Restaurant: Georges Blanc in Vonnas, France
What our inspectors are saying about Georges Blanc: The food writer Curnonsky once dubbed Georges Blanc's grandmother the "best cook in the world.” Tradition, albeit revisited, is still the order of the day at his Vonnas restaurant. The menu offers classics such as, Bresse chicken and rich sauces prepared with the expertise of a great chef. A true gourmet experience.
Restaurant: Kitcho Arashiyama Honten in Kyoto, Japan
What our inspectors say about Kitcho Arashiyama Honten: Founder Teiichi Yuki opened this famous restaurant in 1948. Built in the style of a tea-ceremony house, each of the tatami rooms has different furnishings but all face a garden. Third-generation owner-chef Kunio Tokuoka makes one appreciate the season and the colourful layouts in harmony with the beautiful serving dishes are a veritable treat for the eyes. While preserving tradition, he is also enthusiastic about creating new tastes.
What our inspectors say about Ryugin: In a play on the Chinese characters for 'cooking,’ chef/owner Seiji Yamamoto says that cooking involves the “measuring out of reason”—everything has a reason, he says, and he comes up with new dishes by analyzing and figuring out the whys. He puts hamo through a CT scan to find the optimal way to cut it. It seems like he places a lot of emphasis on theory, but is actually projecting Japanese sensibilities onto the dishes.

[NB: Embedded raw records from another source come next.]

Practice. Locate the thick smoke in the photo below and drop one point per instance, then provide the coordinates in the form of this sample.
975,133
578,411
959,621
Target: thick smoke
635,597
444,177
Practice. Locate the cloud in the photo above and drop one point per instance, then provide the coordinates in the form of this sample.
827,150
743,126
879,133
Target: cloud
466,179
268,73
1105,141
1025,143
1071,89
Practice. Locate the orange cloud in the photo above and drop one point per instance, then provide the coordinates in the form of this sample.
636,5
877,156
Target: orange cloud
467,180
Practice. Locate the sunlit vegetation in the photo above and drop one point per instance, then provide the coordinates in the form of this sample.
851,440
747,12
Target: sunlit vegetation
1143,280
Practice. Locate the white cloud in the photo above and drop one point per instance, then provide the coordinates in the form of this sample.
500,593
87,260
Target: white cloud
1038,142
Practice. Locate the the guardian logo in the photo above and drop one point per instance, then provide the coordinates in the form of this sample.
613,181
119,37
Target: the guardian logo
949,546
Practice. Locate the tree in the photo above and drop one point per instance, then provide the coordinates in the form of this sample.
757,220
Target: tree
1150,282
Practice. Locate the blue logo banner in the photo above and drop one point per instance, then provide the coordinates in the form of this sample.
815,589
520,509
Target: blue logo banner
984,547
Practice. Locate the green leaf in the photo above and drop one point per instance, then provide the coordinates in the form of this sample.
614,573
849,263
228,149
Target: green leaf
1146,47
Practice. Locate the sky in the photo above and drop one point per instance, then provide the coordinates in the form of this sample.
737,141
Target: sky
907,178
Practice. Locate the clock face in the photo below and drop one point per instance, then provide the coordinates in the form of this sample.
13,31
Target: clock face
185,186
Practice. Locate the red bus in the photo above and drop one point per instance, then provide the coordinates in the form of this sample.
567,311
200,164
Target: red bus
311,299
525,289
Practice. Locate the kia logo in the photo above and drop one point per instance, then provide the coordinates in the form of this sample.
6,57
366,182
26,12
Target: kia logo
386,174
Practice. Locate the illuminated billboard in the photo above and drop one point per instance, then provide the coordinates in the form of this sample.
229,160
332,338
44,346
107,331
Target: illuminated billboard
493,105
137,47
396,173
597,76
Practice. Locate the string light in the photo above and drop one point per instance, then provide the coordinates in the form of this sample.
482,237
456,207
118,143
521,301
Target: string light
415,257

Restaurant: Régis et Jacques Marcon , Saint-Bonnet-le-Froid, France
What our inspectors are saying about Régis et Jacques Marcon: The Marcons' cuisine pays tribute to mother nature, as does the superb glazed building. Autumn is their favorite season, when they go out hunting for mushrooms in the thick undergrowth covered in a carpet of ruddy leaves. Try the local reared meat, green lentils from Puy, regional cheese and hand-picked mushrooms.
Restaurant: Daniel, New York City
What our inspectors are saying about Daniel: The stylish façade, revolving door, sound of clinking glasses—even before you reach the dining room you feel a part of something special. This bastion of contemporary French cooking epitomizes the “special occasion,” but even those with money to burn treat it with respect. Translucent Limoges-tiled chandeliers hanging from the soaring ceiling dominate the main room. If you’re at one of the raised tables, you get to look down—literally rather than patronizingly—onto your fellow diners through neo-classical arches. Yet thanks to the personable staff, such grandeur never stifles the animated atmosphere.
The kitchen is as sophisticated as the setting and reflects an obvious classical education, yet remains free from the tyranny of tradition. Behold the slow-poached sea scallops served with purple potatoes and a burst of parsley vinaigrette. Bluenose grouper is arranged atop cauliflower purée, surrounded by crispy florets, and finished with a mussel-saffron sauce for a presentation that is as theatrical as delicious. For dessert, sample the divine "Illanka"-a dark chocolate and espelette crémeux with a blackberry-orange blossom sorbet that practically upstages the season's best fruit.